30) You have now successfully set up a new corpus! Try running a full train/decode on the corpus to ensure that everything works.

Speech Data Setup

Making the directories

To create the needed folders we went to where they were going to be located in command line and the used the MD command to create the new folders, an example is MD corpus. This command can be used to create multiple folders at once as long as they are at the same location. An example of this is creating the full and mini folders, MD full mini.

 /mnt/main/corpus/switchboard> MD full mini

Once the folders were created the ownership of the folders was changed, using root access, to root using the chown command which changes the ownership of a folder.

 /mnt/main/corpus/switchboard> chown root full

The group ownership of the folders was also changed to cis790 using the chgrp command.

 /mnt/main/corpus/switchboard> chgrp cis790 mini

The command ls -l can be used to view folder permissions and ownerships.

 /mnt/main/corpus/switchboard> ls -l
 total 8
 drwxr-xr-x 5 root cis790 4096 2012-03-06 03:24 full
 drwxr-xr-x 5 root cis790 4096 2012-03-06 03:25 mini

The Switchboard directory in /mnt/main/corpus/dist is a redirected directory from /media/data/Switchboard. We used the ln –s command, which is symbolic link command.

Current Directory Setup

Filestructure.PNG

Perl Scripts

1.The Perl script that is being used to complete everything that needs to be completed is * GenTrans.

SOX

1. The syntax that will create a .wav file from a specified time range in the .sph file is:

sox <old>.sph <new>.wav trim [SECOND TO START] [SECONDS DURATION]

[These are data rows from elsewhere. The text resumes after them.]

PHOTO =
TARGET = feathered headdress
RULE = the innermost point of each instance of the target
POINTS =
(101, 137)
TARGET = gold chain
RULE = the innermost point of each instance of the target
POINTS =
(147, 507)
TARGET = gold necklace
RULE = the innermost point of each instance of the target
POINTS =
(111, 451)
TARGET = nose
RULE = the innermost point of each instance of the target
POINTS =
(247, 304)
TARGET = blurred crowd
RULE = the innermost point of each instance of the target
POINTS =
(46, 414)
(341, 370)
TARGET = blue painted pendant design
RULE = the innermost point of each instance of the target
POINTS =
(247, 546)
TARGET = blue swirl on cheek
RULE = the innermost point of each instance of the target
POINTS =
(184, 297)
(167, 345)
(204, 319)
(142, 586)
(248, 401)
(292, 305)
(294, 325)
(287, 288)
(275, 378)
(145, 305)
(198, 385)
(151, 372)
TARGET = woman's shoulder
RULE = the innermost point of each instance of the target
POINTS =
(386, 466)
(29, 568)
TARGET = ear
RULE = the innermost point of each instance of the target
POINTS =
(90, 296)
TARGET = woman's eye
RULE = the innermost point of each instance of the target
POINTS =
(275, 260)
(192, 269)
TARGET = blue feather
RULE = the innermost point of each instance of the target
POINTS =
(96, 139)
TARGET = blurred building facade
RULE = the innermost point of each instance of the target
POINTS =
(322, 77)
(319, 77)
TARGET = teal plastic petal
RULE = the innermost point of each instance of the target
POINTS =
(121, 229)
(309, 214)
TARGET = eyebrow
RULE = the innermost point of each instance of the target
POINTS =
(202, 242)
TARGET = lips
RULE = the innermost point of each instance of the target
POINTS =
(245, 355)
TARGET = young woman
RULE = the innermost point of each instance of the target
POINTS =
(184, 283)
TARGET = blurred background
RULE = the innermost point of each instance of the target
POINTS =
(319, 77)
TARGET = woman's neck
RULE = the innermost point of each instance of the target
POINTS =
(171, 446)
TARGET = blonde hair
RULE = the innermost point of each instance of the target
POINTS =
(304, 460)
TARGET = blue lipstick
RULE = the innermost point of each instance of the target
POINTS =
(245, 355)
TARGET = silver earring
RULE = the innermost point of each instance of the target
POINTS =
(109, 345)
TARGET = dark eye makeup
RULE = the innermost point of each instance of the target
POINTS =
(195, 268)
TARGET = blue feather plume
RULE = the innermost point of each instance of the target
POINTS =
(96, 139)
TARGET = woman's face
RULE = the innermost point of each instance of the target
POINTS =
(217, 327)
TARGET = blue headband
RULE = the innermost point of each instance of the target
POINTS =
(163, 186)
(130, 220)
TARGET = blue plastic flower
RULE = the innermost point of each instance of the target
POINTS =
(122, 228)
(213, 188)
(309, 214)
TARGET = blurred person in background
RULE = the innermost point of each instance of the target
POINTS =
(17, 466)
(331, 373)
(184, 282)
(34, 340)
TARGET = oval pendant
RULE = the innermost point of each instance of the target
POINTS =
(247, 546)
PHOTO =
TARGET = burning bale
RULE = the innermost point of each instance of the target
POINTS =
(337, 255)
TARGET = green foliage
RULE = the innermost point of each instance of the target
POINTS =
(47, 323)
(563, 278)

For an example of this syntax I used:

sox sw02001.sph 02001.wav trim 64 7

It then created a .wav file where file sw02001.sph had an utterance starting at 64 seconds and lasted 7 seconds.

Commands

1. To create symbolic (soft) links from one file to another file the ln -s command is to be used.

ln -s ../disk1/swb1/*.sph -t .

This command will go back one directory and navigate to disk1 and then to swb1. It then will grab all the files ending with .sph. The -t is the target directory which in this case was the folder that I was running the command from. This command was being ran from /mnt/main/corpus/dist/Switchboard/flat. Since it was being ran from the flat folder it had to navigate backwards, hence the .. at the beginning of the command, to the disk1 directory.